Die Neigung zum Wort, zum Schreiben und Lesen sei schon früh dagewesen, sagt er, denn in der Großfamilie habe er sich die Nische des Zeitung Lesens geschaffen. Aber zunächst ging es nach dem Volontariat zum Fernsehen, nach Köln zu VOX, dann nach Berlin zu SAT1. Er war Reporter für Nachrichten und Boulevard. Das waren die Neunziger, die Goldgräberzeit des Fernsehens. „Sex, drugs and Rock’n Roll“, kommentiert er ironisch die Themen. Das war vor zwanzig Jahren, damals sei genug Geld dagewesen, man habe experimentieren dürfen, alles war möglich, Aufbruchsstimmung habe geherrscht. Das Brechen der Tabus war eine Grundregel. Und das blieb nicht ohne Folgen. Calsow glaubt: „Man kann nicht in einem maroden, moralisch bedenklichen Umfeld tätig sein, und glauben, dass es nicht abfärbt auf das eigene Handeln und Denken.“

Sehr spät habe er begriffen, dass man ernst zu nehmenden Journalismus nur machen könne, wenn man sich Zeit nehme für die Menschen und wenn man sie achtet. Das von ARD-Chef Joachim Friedrichs stammende Zitat „Man darf sich nicht gemein machen“ sei ein typisch männlicher Ausspruch, dem er sich nicht anschließen könne. Beispiel Zugunglück Eschede. Er hatte von diesem schrecklichen Unglück berichten müssen. Plötzlich sollte alles still sein. Man meinte, Klopfgeräusche zu hören. Und dann war für einen Augenblick alles still in diesem Chaos, bis man die Handys der Toten und Verletzten klingeln hören. „Das kann ich filmisch nicht beschreiben“, sagt er. Was Leid wirklich sei, entziehe sich dieser Form der Berichterstattung.

2003 wechselt er zu dem Bezahlsender Premiere, macht Karriere bis hin zum Programmchef. Der Wendepunkt in seinem Leben geschah 2009. Sein Vater starb und der Sender wurde von einem angloamerikanischen Konsortium übernommen. Es war im März, draußen gab es Schneeregen. Im Konferenzraum hieß es: Alles wird neu gemacht, neue Farben, neues Logo. Wieder einmal. Und er kannte das alles schon.

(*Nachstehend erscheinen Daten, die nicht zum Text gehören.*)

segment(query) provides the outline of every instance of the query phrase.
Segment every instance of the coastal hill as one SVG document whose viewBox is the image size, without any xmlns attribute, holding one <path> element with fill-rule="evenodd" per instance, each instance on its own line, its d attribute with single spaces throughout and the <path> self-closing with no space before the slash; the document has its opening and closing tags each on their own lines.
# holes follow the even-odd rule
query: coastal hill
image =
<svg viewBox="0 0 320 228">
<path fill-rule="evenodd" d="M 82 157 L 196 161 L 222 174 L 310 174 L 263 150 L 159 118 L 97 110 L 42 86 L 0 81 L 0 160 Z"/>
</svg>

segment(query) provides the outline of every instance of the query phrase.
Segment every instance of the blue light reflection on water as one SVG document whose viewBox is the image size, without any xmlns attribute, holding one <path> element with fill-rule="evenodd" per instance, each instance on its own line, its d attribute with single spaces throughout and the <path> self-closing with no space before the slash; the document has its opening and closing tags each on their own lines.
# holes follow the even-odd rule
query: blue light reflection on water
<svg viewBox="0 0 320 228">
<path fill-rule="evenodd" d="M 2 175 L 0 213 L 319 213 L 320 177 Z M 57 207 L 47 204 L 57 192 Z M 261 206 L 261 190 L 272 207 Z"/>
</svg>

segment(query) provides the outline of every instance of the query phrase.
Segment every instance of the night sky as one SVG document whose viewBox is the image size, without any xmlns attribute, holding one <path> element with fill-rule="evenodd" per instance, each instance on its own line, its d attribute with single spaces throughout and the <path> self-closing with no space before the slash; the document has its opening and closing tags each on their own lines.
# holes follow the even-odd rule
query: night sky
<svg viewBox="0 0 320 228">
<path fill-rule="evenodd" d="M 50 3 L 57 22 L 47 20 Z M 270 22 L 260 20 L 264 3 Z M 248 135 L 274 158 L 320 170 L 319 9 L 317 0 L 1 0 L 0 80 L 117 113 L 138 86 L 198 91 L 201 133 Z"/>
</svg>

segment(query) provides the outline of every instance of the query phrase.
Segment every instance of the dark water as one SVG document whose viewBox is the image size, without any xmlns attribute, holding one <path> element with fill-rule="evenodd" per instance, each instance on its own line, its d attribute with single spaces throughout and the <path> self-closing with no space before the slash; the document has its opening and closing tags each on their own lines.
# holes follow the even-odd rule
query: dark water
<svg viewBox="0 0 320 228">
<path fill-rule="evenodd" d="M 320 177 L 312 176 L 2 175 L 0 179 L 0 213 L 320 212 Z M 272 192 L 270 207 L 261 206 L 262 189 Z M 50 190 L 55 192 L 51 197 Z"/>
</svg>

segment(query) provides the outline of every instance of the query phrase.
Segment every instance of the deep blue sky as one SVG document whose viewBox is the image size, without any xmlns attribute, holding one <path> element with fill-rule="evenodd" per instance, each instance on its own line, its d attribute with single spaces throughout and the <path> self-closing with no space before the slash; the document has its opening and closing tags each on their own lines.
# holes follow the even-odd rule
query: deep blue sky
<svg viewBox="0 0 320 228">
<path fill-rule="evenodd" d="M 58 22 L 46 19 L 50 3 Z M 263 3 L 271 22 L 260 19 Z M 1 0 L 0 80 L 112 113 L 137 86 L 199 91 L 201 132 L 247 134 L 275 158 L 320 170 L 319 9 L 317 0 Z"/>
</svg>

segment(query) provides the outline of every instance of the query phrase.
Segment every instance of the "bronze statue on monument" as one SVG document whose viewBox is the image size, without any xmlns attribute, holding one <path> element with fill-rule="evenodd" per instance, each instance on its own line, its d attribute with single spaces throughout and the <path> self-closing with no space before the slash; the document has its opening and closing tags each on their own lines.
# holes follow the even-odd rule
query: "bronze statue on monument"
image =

In diesem Moment habe er gefühlt: Ich verschwende mein Leben, ich habe nur noch etwa die Hälfte vor mir. Der bestehende Rhythmus, nämlich viel arbeiten und viel Zeit dafür opfern, dass man einen teuren Urlaub machen kann und danach wieder viel arbeiten, um wieder viel Geld zu verdienen, dafür aber kein Leben mehr erleben, nicht mehr authentisch sein – nein, das wollte er nicht mehr.

Spontan sei er hinausgegangen und habe seine Kündigung geschrieben, die er sofort verschickte, auch an seine Frau, die das nicht so lustig fand. „Es war kein Burn out, oder ein Akt der Erschöpfung“, sagt er, „ich war einfach nur müde.“ Und es gab den Wunsch, zurück zu sich selbst zu kommen. Es war ein Gefühl des „Hier stehe ich, hier springe ich, egal ob unten Wasser ist oder nicht.“ Er sei nach Hause gefahren, habe gepackt und sei zum Flughafen aufgebrochen. Irgendwohin, wo er noch nie gewesen sei, habe er fliegen wollen. Er fand ein Ziel: Urfa in der Türkei und reiste anschließend 12 Wochen lang über Anatolien durch den Nahen Osten: Irak, Syrien, Jordanien, Israel. Dabei traf er eine Menge Menschen und wurde gezwungen, immer wieder das eigene Verhalten zu überprüfen.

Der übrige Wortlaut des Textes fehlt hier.